TUESDAY, 24 JULY 2012
Spending money is not something that makes me particularly happy. I know having money to spend on the odd luxury is in theory important for happiness. In practice, though, I have conjured up a lot of personal happiness for months on end without having money to spend on things that I did not absolutely need. I can sacrifice personal comfort, better clothes, a bicycle that does not creak when I ride on it and that doesn’t have to be left standing against a telephone pole, even to an extent my health. And I have already sacrificed a lot, just so that I can work on my own projects during the best hours of every day.

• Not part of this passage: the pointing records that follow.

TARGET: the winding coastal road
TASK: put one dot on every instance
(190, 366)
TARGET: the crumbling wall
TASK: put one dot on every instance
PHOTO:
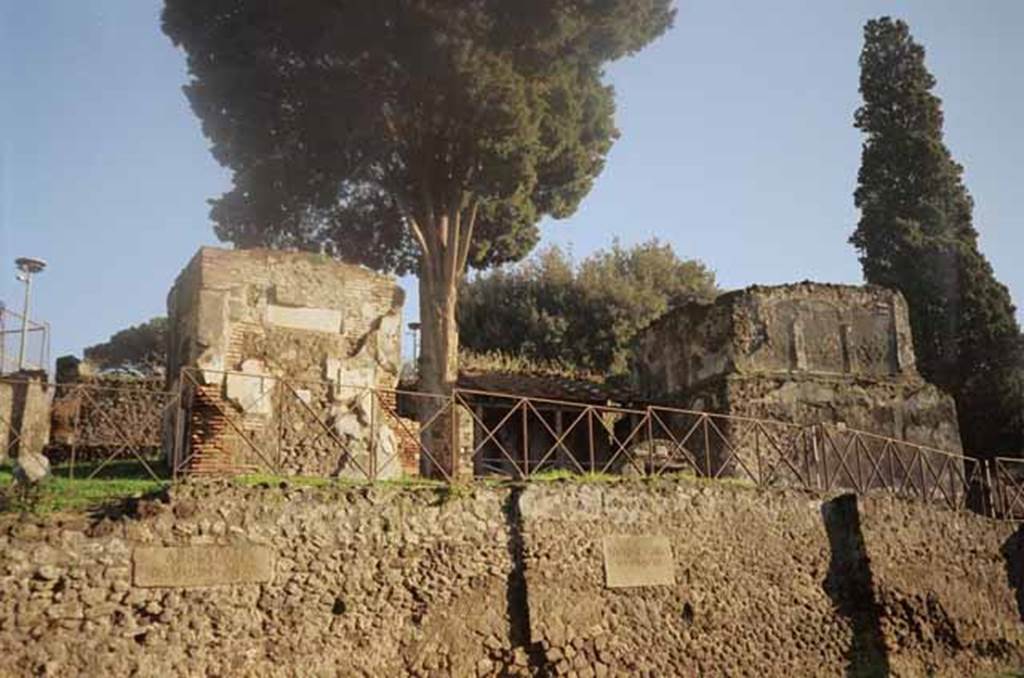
(512, 580)
(363, 582)
(806, 354)
(808, 328)
(286, 347)
(770, 584)
(25, 414)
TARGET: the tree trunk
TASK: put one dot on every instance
(438, 370)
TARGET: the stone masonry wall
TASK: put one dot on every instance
(285, 346)
(492, 581)
(806, 353)
(25, 414)
(366, 582)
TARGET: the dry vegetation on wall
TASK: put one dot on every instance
(509, 580)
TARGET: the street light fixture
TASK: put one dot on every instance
(27, 267)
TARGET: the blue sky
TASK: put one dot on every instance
(736, 146)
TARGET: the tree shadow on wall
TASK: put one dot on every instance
(851, 588)
(1013, 562)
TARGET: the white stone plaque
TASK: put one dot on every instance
(638, 560)
(300, 318)
(185, 566)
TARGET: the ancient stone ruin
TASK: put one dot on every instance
(806, 353)
(279, 354)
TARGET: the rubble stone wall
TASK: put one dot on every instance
(806, 328)
(286, 345)
(779, 584)
(805, 354)
(498, 581)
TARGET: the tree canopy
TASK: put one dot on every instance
(141, 346)
(585, 316)
(410, 135)
(915, 234)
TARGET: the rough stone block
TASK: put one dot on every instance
(297, 318)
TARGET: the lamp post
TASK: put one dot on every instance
(27, 267)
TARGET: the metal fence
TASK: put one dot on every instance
(523, 436)
(94, 425)
(37, 343)
(222, 421)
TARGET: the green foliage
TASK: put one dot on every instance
(60, 494)
(915, 235)
(354, 125)
(138, 346)
(581, 318)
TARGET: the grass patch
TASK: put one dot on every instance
(565, 474)
(60, 494)
(257, 479)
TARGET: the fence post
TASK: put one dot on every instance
(990, 492)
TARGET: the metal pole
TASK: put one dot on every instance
(25, 321)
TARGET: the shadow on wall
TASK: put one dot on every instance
(851, 589)
(1013, 556)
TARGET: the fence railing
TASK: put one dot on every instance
(93, 425)
(220, 421)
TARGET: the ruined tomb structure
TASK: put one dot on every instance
(806, 353)
(275, 354)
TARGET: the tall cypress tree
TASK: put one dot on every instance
(915, 235)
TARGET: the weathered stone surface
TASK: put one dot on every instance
(31, 467)
(804, 353)
(313, 328)
(25, 414)
(251, 388)
(638, 560)
(187, 566)
(762, 584)
(379, 581)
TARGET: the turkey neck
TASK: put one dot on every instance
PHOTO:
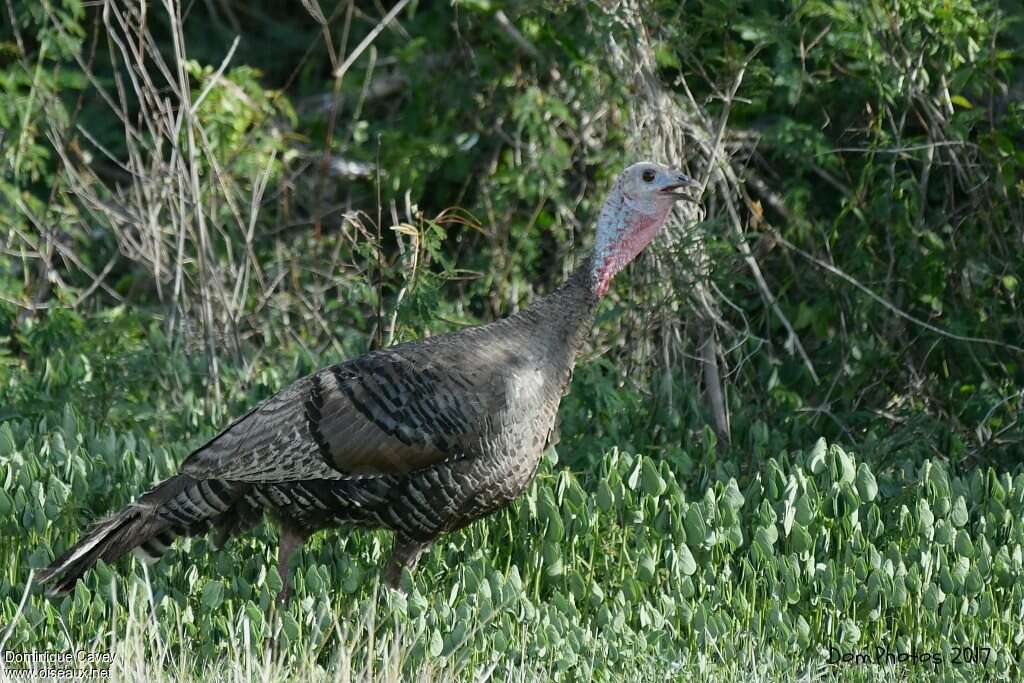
(563, 318)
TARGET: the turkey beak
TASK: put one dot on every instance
(685, 188)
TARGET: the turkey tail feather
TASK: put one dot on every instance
(179, 506)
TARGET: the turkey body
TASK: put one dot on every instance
(421, 438)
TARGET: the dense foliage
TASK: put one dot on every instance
(190, 222)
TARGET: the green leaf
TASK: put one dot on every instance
(436, 643)
(965, 547)
(962, 101)
(686, 562)
(213, 595)
(816, 459)
(866, 485)
(653, 484)
(957, 515)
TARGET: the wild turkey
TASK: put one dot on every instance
(421, 438)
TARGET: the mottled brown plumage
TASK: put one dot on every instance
(421, 438)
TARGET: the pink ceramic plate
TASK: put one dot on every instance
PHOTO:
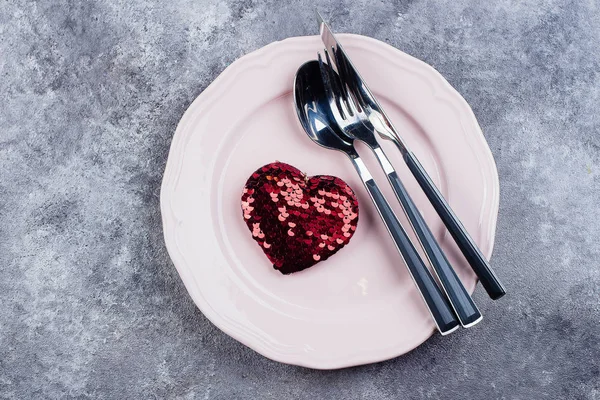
(360, 306)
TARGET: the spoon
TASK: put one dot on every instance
(315, 116)
(355, 124)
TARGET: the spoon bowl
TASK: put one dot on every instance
(314, 111)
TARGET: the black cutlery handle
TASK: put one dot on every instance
(461, 301)
(488, 278)
(435, 300)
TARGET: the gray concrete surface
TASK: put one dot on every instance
(91, 92)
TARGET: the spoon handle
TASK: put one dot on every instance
(461, 301)
(439, 308)
(486, 275)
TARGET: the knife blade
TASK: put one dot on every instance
(385, 129)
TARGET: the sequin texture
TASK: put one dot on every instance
(297, 220)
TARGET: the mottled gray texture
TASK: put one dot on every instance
(91, 305)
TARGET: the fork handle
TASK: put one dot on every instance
(473, 255)
(461, 301)
(439, 308)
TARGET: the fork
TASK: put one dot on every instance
(355, 124)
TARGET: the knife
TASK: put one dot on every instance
(386, 130)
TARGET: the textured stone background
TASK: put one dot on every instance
(91, 92)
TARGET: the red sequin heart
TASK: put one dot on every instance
(298, 220)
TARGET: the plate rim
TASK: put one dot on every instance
(257, 59)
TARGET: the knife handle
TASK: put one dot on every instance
(439, 308)
(461, 301)
(473, 255)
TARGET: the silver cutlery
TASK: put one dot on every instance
(383, 126)
(314, 113)
(355, 124)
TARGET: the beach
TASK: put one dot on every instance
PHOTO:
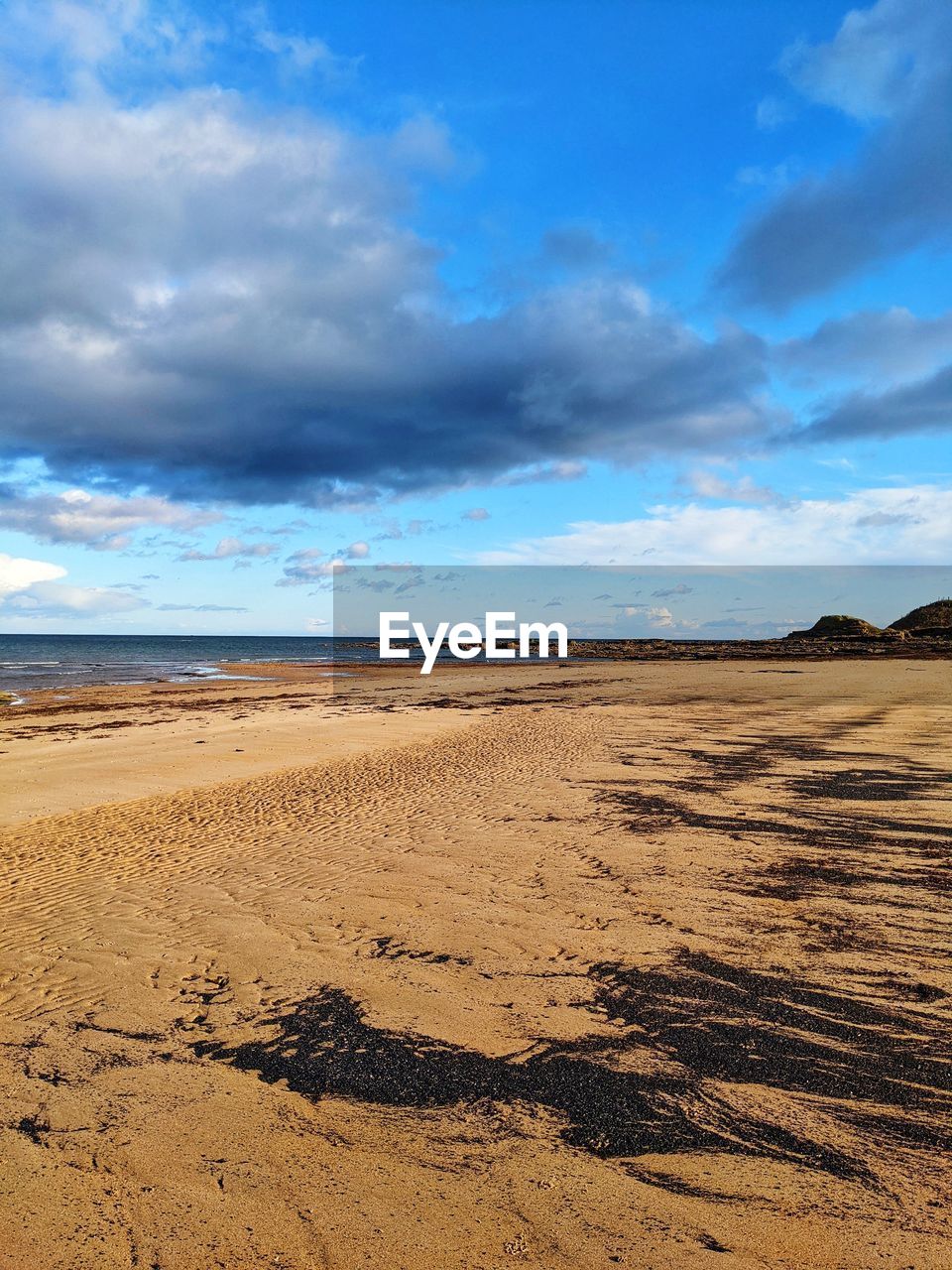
(638, 964)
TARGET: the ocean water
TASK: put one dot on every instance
(32, 662)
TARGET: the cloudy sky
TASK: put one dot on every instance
(453, 284)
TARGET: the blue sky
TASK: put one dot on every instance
(461, 284)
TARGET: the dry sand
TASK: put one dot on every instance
(639, 965)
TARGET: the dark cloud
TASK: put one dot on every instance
(213, 304)
(920, 407)
(888, 66)
(873, 343)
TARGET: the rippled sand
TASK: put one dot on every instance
(636, 965)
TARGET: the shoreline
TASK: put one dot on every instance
(606, 962)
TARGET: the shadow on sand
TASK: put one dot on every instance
(702, 1030)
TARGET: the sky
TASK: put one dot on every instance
(293, 287)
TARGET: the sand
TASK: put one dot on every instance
(639, 965)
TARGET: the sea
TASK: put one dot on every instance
(33, 662)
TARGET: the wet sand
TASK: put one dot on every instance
(589, 965)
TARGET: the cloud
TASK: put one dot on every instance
(61, 599)
(100, 521)
(924, 405)
(878, 344)
(198, 608)
(246, 282)
(774, 112)
(18, 572)
(230, 548)
(574, 246)
(889, 67)
(304, 568)
(302, 54)
(871, 526)
(666, 592)
(708, 484)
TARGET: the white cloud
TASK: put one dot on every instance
(873, 526)
(99, 521)
(61, 599)
(30, 588)
(18, 572)
(229, 549)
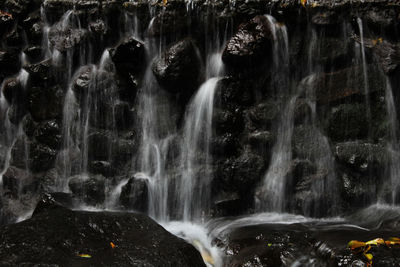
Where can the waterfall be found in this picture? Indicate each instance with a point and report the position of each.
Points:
(393, 146)
(195, 158)
(157, 132)
(273, 188)
(365, 74)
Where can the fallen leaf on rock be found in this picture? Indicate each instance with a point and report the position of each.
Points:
(84, 255)
(3, 13)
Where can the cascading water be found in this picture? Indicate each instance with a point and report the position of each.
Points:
(195, 149)
(169, 163)
(393, 147)
(273, 188)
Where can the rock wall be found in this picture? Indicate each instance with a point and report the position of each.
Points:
(339, 118)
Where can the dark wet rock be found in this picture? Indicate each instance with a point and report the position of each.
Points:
(15, 38)
(169, 23)
(20, 7)
(333, 53)
(16, 113)
(99, 144)
(388, 55)
(49, 180)
(226, 121)
(41, 157)
(40, 72)
(35, 32)
(304, 245)
(302, 148)
(348, 122)
(19, 153)
(241, 174)
(260, 139)
(361, 156)
(28, 125)
(18, 181)
(325, 17)
(6, 22)
(336, 86)
(128, 55)
(123, 116)
(34, 53)
(261, 116)
(250, 45)
(139, 240)
(45, 103)
(82, 83)
(98, 27)
(13, 91)
(9, 62)
(381, 18)
(102, 145)
(123, 151)
(63, 40)
(178, 68)
(89, 189)
(49, 201)
(232, 92)
(225, 145)
(228, 204)
(49, 133)
(102, 167)
(134, 195)
(307, 198)
(358, 190)
(127, 88)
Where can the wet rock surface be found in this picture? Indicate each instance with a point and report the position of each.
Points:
(138, 240)
(337, 116)
(308, 244)
(178, 68)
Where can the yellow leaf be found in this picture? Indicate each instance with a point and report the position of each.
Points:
(368, 256)
(376, 242)
(353, 244)
(84, 255)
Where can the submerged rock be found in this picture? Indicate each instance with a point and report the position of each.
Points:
(138, 240)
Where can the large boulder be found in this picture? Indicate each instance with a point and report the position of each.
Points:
(178, 68)
(250, 45)
(9, 62)
(134, 194)
(361, 156)
(348, 122)
(128, 55)
(303, 244)
(45, 103)
(49, 133)
(41, 157)
(345, 83)
(78, 238)
(18, 181)
(90, 189)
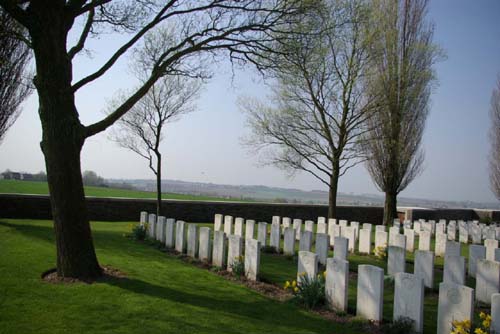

Yet, for more than five years I worked six, and regularly seven days a week on my own projects – without the accompanying happiness I expected from it. Why so? Virtually all my projects over that period were about making money. Everything was about selling or marketing stuff to people. I did that because I wanted to create a better life for my partner and me. Week in and week out I told her, just wait a little longer, the money will start coming in soon. For more than five years I kept reciting this line over and over, I kept predicting, kept explaining: Just wait a little while longer.
I know writing makes me happy. I also believe writing is part of a higher level of existence for me. I can even believe I serve a higher purpose when I write – especially when I write about certain topics. In the more than five years that I spent almost all my time trying to make more money, for the most part, I relegated my writing to the background. It deprived me of the happiness that was always the result of the writing process. It deprived me of the belief that I was living on a higher level than when I only struggle for survival.
February last year  I decided, or realised, I couldn’t take life for granted anymore. Life ends every day for a multitude of people who were still thinking about doing what truly made them happy. So, starting last February, I have again been spending time on my writing almost every day. And again I have been experiencing the happiness that I knew would be the result.
But it remains hanging like a millstone around my neck, like a scandalous letter against my chest: I don’t make enough money.
Which means my partner – the woman I love – has to work harder to make money.
Which means I am happy at her expense.